I reached the bottom, ran into a couple of hikers and chatted with another Andy all the way back to the car park. Other Andy was 60, he told me, and looked in great shape, which gave me added inspiration (as I’m in my late 40s) that I’ve got plenty of exploring left in me if I do it right.
In all, I felt that Mount Tibrogargan was a good level for me. It posed a challenge, although I did it relatively easily and at no point did I feel out of control. I was a tad scared on some sections as I’m not so keen on heights, but this made it all the more fun. It got my blood pumping and I felt wide awake for the rest of the day, and slightly proud of my achievement.
Andy also told me about Mount Beerwah, which is a similar challenge and as I’ve said, the highest of the Glass House Mountains.

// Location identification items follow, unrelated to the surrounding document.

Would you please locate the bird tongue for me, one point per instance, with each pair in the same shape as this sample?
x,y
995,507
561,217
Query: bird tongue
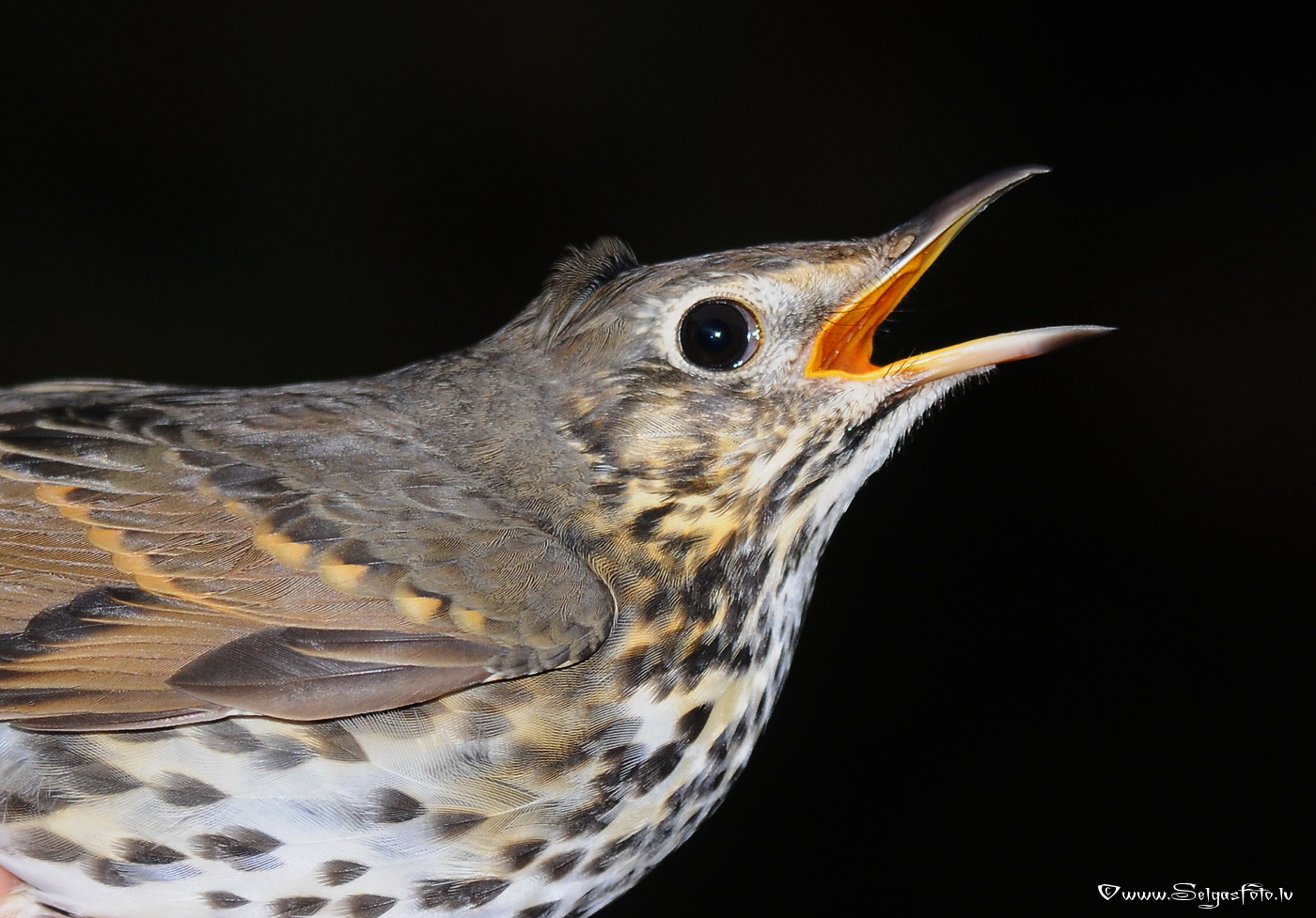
x,y
844,346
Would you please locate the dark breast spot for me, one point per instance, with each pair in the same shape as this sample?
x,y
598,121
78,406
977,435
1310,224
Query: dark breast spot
x,y
649,520
140,851
391,806
243,848
341,872
558,865
108,872
456,894
221,900
537,910
298,907
283,753
664,762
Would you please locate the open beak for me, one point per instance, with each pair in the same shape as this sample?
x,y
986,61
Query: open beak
x,y
844,348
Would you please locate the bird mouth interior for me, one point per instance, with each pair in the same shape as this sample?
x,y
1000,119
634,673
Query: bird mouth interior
x,y
845,345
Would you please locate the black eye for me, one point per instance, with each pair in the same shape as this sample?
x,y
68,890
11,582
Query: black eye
x,y
719,335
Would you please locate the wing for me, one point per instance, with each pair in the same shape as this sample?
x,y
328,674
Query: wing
x,y
181,556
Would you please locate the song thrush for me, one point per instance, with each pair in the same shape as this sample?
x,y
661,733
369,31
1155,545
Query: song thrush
x,y
487,634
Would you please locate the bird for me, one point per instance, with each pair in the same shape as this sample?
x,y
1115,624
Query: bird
x,y
489,634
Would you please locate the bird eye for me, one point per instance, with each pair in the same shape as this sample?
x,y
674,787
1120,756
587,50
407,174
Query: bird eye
x,y
719,335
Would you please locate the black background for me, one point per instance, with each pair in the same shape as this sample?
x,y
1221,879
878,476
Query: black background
x,y
1059,639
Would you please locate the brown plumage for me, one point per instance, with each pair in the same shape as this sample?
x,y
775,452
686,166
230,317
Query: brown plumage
x,y
490,632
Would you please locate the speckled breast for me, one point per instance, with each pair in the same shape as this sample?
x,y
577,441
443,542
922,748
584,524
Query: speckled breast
x,y
537,797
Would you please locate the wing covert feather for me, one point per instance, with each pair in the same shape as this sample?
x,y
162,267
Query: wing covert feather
x,y
160,565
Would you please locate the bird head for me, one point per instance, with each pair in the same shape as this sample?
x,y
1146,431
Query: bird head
x,y
749,374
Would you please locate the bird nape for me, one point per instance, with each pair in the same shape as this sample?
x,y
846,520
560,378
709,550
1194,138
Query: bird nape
x,y
489,634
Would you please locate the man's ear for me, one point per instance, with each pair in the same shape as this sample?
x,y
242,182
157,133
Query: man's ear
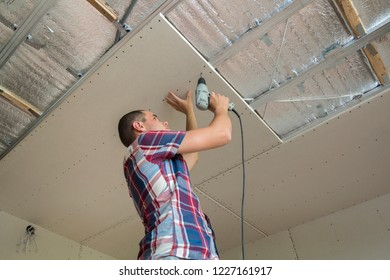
x,y
138,126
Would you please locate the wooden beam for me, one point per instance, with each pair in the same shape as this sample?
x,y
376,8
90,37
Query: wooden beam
x,y
19,102
104,9
355,23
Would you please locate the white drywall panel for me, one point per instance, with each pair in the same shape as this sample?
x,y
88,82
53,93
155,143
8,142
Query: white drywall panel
x,y
66,175
359,232
277,246
50,246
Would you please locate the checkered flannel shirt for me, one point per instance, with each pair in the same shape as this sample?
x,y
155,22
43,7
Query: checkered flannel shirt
x,y
159,184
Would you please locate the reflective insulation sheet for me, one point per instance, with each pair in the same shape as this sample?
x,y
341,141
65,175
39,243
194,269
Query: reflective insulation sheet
x,y
60,49
288,50
382,45
213,25
13,123
12,15
372,12
322,95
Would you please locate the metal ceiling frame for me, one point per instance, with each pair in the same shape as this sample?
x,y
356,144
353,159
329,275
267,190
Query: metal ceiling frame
x,y
24,30
332,60
258,32
29,24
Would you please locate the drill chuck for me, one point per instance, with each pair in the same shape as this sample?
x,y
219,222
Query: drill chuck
x,y
202,95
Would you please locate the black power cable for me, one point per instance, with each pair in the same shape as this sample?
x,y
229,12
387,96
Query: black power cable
x,y
243,184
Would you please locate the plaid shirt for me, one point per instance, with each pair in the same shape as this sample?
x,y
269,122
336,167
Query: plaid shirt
x,y
160,186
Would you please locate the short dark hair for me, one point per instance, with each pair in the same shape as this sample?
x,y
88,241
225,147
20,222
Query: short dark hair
x,y
125,126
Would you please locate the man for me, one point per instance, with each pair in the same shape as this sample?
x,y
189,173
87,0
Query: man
x,y
157,172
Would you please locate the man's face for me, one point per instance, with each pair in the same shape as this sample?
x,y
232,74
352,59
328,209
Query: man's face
x,y
152,123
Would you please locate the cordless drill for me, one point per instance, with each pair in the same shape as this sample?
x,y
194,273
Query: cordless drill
x,y
202,96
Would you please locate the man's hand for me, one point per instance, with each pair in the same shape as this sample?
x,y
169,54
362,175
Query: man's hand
x,y
185,106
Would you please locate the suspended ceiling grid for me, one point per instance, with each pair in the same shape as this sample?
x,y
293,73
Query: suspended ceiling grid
x,y
217,205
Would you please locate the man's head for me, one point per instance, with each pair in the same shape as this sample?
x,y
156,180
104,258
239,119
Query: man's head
x,y
136,122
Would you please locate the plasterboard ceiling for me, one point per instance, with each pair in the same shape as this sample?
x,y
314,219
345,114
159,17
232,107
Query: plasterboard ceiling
x,y
295,62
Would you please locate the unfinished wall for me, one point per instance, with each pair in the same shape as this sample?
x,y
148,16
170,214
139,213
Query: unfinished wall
x,y
359,232
50,246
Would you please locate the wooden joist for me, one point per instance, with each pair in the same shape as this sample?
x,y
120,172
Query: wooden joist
x,y
19,102
104,9
356,25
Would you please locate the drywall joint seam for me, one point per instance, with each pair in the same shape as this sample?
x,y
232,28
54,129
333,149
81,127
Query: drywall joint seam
x,y
105,230
293,244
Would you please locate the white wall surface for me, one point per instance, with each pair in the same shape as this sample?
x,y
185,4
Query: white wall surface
x,y
50,246
358,232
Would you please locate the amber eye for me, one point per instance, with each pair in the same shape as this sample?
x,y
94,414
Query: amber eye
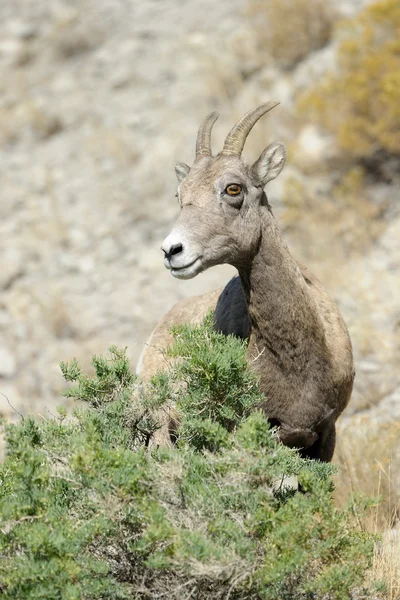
x,y
233,189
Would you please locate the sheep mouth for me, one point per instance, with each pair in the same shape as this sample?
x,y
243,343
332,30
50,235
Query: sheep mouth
x,y
189,270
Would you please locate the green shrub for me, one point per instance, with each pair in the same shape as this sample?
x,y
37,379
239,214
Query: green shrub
x,y
88,511
360,104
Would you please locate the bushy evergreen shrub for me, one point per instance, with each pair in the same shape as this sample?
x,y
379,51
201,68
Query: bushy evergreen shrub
x,y
88,510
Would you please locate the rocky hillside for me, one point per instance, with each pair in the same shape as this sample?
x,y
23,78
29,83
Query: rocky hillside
x,y
98,99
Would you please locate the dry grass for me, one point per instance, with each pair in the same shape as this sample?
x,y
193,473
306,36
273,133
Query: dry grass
x,y
386,565
342,219
368,458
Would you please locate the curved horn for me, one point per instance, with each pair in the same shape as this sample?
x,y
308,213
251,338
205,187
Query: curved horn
x,y
203,143
236,138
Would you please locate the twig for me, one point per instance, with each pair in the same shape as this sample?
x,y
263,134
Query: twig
x,y
11,406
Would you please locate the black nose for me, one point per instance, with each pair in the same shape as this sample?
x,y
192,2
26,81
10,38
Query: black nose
x,y
175,249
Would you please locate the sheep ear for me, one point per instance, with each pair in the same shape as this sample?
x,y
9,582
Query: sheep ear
x,y
270,163
181,170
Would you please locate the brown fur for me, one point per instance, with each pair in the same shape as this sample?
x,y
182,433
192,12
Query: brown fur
x,y
298,343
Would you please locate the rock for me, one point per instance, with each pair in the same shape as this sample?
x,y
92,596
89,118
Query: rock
x,y
8,364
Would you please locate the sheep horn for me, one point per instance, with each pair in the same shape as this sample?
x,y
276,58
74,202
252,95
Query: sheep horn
x,y
203,143
236,138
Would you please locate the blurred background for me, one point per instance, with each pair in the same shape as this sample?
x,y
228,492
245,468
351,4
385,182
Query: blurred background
x,y
100,98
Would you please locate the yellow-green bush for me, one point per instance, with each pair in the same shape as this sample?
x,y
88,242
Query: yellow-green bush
x,y
360,103
287,31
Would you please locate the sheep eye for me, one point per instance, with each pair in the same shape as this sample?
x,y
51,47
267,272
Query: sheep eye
x,y
233,189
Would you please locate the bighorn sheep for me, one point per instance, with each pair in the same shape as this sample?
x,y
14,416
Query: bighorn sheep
x,y
298,342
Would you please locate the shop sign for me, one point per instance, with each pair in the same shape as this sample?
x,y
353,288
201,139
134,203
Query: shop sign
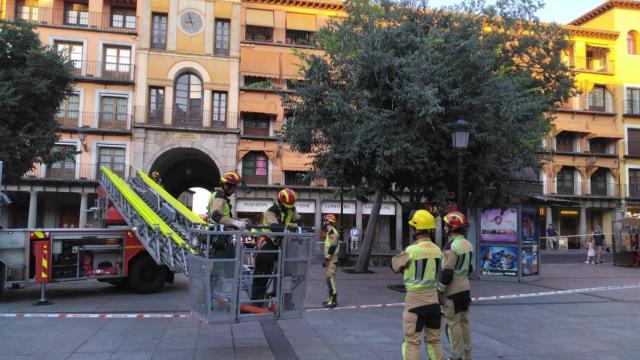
x,y
500,261
385,209
252,205
333,207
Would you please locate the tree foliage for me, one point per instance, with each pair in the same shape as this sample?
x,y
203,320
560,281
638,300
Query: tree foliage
x,y
34,80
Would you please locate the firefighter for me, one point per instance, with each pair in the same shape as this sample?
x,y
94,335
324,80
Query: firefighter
x,y
453,286
420,262
331,250
278,217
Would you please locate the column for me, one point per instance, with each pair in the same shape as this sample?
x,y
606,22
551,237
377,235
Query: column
x,y
33,209
582,226
83,211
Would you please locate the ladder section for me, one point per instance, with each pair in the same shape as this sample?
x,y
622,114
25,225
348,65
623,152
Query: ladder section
x,y
159,239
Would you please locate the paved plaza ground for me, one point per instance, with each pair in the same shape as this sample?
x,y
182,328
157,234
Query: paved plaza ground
x,y
598,325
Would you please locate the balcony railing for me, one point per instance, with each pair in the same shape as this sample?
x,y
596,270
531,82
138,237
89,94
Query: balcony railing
x,y
280,36
102,71
99,120
177,116
77,19
70,171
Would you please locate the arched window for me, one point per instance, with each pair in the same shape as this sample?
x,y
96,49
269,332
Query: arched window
x,y
188,100
255,168
632,43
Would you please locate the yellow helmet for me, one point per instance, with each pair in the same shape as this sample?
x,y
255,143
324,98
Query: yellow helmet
x,y
422,220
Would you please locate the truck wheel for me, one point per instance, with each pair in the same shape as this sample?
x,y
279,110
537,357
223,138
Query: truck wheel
x,y
145,276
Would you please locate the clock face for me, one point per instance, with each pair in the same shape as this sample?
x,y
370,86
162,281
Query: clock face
x,y
191,22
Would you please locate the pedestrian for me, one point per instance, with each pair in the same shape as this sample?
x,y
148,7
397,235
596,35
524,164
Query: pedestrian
x,y
590,252
331,250
552,237
598,238
454,287
354,237
420,262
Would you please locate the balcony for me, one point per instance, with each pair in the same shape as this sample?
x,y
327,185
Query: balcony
x,y
107,121
178,117
103,72
84,20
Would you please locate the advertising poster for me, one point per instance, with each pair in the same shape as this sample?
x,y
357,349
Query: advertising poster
x,y
529,260
497,225
499,260
530,227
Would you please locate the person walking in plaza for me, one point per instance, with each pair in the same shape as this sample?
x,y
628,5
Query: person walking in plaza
x,y
598,238
420,262
354,237
278,217
453,285
331,250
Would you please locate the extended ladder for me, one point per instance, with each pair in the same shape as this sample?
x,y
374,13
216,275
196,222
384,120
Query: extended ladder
x,y
161,240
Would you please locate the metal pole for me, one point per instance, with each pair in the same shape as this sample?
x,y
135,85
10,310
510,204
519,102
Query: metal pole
x,y
459,195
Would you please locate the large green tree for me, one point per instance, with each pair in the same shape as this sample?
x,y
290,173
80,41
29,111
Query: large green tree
x,y
34,79
376,109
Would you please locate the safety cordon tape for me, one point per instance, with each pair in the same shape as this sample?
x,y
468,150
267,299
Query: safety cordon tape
x,y
181,315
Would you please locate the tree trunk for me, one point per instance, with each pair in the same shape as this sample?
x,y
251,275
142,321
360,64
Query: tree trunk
x,y
365,251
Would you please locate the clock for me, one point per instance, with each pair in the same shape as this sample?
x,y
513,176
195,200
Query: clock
x,y
191,22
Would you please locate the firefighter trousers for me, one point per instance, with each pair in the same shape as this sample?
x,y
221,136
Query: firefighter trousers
x,y
456,313
415,321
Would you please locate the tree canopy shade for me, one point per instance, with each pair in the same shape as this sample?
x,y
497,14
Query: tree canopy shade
x,y
376,109
34,80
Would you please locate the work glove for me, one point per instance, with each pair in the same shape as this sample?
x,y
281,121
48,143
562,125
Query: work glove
x,y
240,225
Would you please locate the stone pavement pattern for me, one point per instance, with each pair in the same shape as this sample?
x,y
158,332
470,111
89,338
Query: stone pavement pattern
x,y
602,325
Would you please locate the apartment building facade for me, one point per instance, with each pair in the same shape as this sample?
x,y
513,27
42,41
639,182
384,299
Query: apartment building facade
x,y
99,36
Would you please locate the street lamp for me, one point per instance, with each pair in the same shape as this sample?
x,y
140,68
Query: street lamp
x,y
460,139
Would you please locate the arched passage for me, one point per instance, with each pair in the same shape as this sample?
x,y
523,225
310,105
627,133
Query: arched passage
x,y
183,168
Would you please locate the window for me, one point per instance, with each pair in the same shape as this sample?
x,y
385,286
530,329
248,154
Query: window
x,y
256,124
255,167
564,142
159,31
633,101
219,108
633,142
68,114
113,158
565,181
632,43
599,183
113,112
64,169
123,18
27,10
117,63
222,37
296,178
76,14
72,51
634,182
188,100
156,105
299,37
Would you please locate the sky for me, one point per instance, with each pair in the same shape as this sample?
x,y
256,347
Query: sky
x,y
560,11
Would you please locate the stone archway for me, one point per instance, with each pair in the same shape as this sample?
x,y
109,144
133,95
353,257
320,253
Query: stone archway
x,y
183,168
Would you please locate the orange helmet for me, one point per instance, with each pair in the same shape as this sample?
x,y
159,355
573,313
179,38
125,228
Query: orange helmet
x,y
287,198
231,177
330,218
455,220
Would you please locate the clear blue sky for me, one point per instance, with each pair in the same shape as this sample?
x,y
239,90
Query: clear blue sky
x,y
560,11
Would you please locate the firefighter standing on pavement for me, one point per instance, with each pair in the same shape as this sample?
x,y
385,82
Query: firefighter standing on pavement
x,y
420,262
331,250
454,285
278,217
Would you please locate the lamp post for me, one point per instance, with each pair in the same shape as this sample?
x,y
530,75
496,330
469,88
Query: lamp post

I plan to tackle this one in a couple of weeks.
Check out the views of Mount Tibrogargan in my TikTok video above.
A Few Fast Facts
- Although many people take on the Mount Tibrogargan climb every day, don’t attempt it unless you’re reasonably fit, dexterous and a confident walker.
- This is really not a ‘walk’ at all as you are climbing nearly the whole way. Saying that, you don’t need any rope and you don’t need to be a rock climber (I’m not).
- It’s better to do this prepared – go with someone who’s done it, wear good shoes, take plenty of water and wear a good hat. Also, go early if possible and avoid rainy (or potentially rainy) weather.
- The local Kabi Kabi people prefer you not to climb this sacred mountain. Something to keep in mind.
- Give yourself a couple of hours to do the walk, don’t rush and you should really enjoy it. It’s one of the best (and more challenging) walks I’ve done in a long time.